Databricks

r-g-s-j · ‎08-19-2022

Issue

I am attempting to create a PySpark job via the Databricks UI (with spark-submit) using the parameters below (dependencies are on the PEX file), but I am getting the an exception that the pex file does not exist. It's my understanding that the --files option puts the file in the working directory of the driver & every executor, so I am confused as to why I am encountering this issue.

Config

[
"--files","s3://some_path/my_pex.pex",
"--conf","spark.pyspark.python=./my_pex.pex",
"s3://some_path/main.py",
"--some_arg","2022-08-01"
]

Standard Error

OpenJDK 64-Bit Server VM warning: ignoring option MaxPermSize=512m; support was removed in 8.0
Warning: Ignoring non-Spark config property: libraryDownload.sleepIntervalSeconds
Warning: Ignoring non-Spark config property: libraryDownload.timeoutSeconds
Warning: Ignoring non-Spark config property: eventLog.rolloverIntervalSeconds
Exception in thread "main" java.io.IOException: Cannot run program "./my_pex.pex": error=2, No such file or directory
	at java.lang.ProcessBuilder.start(ProcessBuilder.java:1048)
	at org.apache.spark.deploy.PythonRunner$.main(PythonRunner.scala:97)
	at org.apache.spark.deploy.PythonRunner.main(PythonRunner.scala)
	at sun.reflect.NativeMethodAccessorImpl.invoke0(Native Method)
	at sun.reflect.NativeMethodAccessorImpl.invoke(NativeMethodAccessorImpl.java:62)
	at sun.reflect.DelegatingMethodAccessorImpl.invoke(DelegatingMethodAccessorImpl.java:43)
	at java.lang.reflect.Method.invoke(Method.java:498)
	at org.apache.spark.deploy.JavaMainApplication.start(SparkApplication.scala:52)
	at org.apache.spark.deploy.SparkSubmit.org$apache$spark$deploy$SparkSubmit$$runMain(SparkSubmit.scala:951)
	at org.apache.spark.deploy.SparkSubmit.doRunMain$1(SparkSubmit.scala:180)
	at org.apache.spark.deploy.SparkSubmit.submit(SparkSubmit.scala:203)
	at org.apache.spark.deploy.SparkSubmit.doSubmit(SparkSubmit.scala:90)
	at org.apache.spark.deploy.SparkSubmit$$anon$2.doSubmit(SparkSubmit.scala:1039)
	at org.apache.spark.deploy.SparkSubmit$.main(SparkSubmit.scala:1048)
	at org.apache.spark.deploy.SparkSubmit.main(SparkSubmit.scala)
Caused by: java.io.IOException: error=2, No such file or directory
	at java.lang.UNIXProcess.forkAndExec(Native Method)
	at java.lang.UNIXProcess.<init>(UNIXProcess.java:247)
	at java.lang.ProcessImpl.start(ProcessImpl.java:134)
	at java.lang.ProcessBuilder.start(ProcessBuilder.java:1029)
	... 14 more

What I have tried

Given that the PEX file doesn't seem to be visible, I have tried adding it via the following ways:

Adding the PEX via the --files option in Spark submit
Adding the PEX via the the spark.files config when starting up the actual cluster
Playing around with the configs (e.g. using spark.pyspark.driver.python instead of spark.pyspark.python)

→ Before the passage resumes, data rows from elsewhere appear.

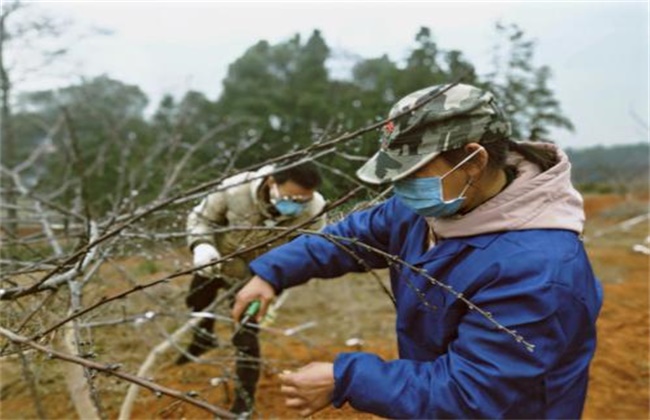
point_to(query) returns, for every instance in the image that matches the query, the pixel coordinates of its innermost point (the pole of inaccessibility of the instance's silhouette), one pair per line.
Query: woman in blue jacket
(496, 299)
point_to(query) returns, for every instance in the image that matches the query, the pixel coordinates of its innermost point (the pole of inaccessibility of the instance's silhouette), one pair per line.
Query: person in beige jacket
(218, 227)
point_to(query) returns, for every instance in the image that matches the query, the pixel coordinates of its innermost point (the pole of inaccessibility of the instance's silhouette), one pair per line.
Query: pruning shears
(251, 311)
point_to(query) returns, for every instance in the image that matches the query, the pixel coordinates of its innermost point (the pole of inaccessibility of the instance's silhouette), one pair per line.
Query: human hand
(203, 254)
(309, 389)
(255, 289)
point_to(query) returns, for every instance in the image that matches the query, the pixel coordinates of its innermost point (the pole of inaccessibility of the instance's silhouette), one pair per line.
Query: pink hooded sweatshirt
(534, 200)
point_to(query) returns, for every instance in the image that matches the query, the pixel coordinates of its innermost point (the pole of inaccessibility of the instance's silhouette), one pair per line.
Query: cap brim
(383, 167)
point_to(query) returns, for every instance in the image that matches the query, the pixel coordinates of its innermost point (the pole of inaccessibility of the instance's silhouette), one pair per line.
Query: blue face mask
(285, 205)
(425, 197)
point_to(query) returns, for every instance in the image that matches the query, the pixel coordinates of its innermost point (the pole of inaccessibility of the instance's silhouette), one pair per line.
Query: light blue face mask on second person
(289, 207)
(425, 197)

Note: given that instructions at the bottom of this page, I believe PEX should work on Databricks; I'm just not sure as to the right configs: https://www.databricks.com/blog/2020/12/22/how-to-manage-python-dependencies-in-pyspark.html

Note also, the following spark submit command works on AWS EMR:

'HadoopJarStep': {
            'Jar': 'command-runner.jar',
            'Args': [
                "spark-submit",
                "--deploy-mode", "cluster", 
                "--master", "yarn",
                "--files", "s3://some_path/my_pex.pex", 
                "--conf", "spark.pyspark.driver.python=./my_pex.pex",
                "--conf", "spark.executorEnv.PEX_ROOT=./tmp",
                "--conf", "spark.yarn.appMasterEnv.PEX_ROOT=./tmp",
                "s3://some_path/main.py",
                "--some_arg", "some-val"
            ],

Any help would be much appreciated, thanks.